Tu mamá puede decirte que no le gusta tu pareja. Tu suegra puede pensar que estás educando mal a tus hijos. Tu hermano puede creer que deberías cambiar de trabajo. Tienen derecho a tener una opinión, y tienen derecho a dártela una vez. Punto. Si después de eso tú decides que no quieres hacer caso, es completamente tu decisión. El problema está en que esa opinión se convierta en presión, chantaje, críticas, o intentos de tomar decisiones que no les tocan. Cuando esa línea se cruza, se vale marcar distancia.

Tu pareja también debe poner límites

Tu familia política no es tu responsabilidad. Entender esto es fundamental. Cuando se trata de suegros, cuñados, y otros familiares de tu pareja, no tienes por qué ser sólo tú quien marque los límites. Tu pareja necesita ayudarte a establecer y mantenerlos, y sí o sí tienen que estar en la misma página sobre lo que quieren.

Por ejemplo, si tu suegra critica constantemente tu manera de criar a tus hijos, puede ser mucho más efectivo que tu pareja le diga directamente: “Entiendo que tengas una opinión, pero esta decisión nos corresponde a nosotros”. Eso no es elegir entre la pareja y la familia. Es reconocer las responsabilidades que tienen con cada relación.

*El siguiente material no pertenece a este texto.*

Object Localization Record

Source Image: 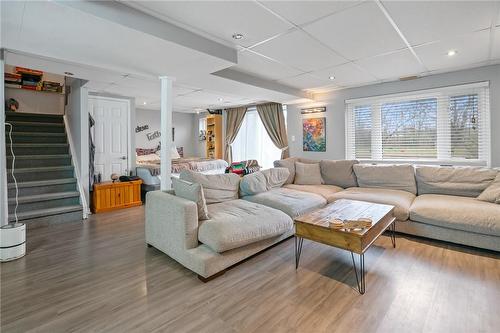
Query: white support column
[160,76,175,191]
[0,49,9,226]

Identifica acciones concretas

Un límite funciona mejor cuando es claro. Por ejemplo, en lugar de decir: “siempre te metes en mi vida”, puedes decir: “cuando haces comentarios sobre nuestra relación frente a otras personas, me siento expuesto”. Te pido que esos temas no los hablemos delante de los demás.” Así no estás atacando a la persona, solo estás señalando una acción concreta que necesitas cambiar.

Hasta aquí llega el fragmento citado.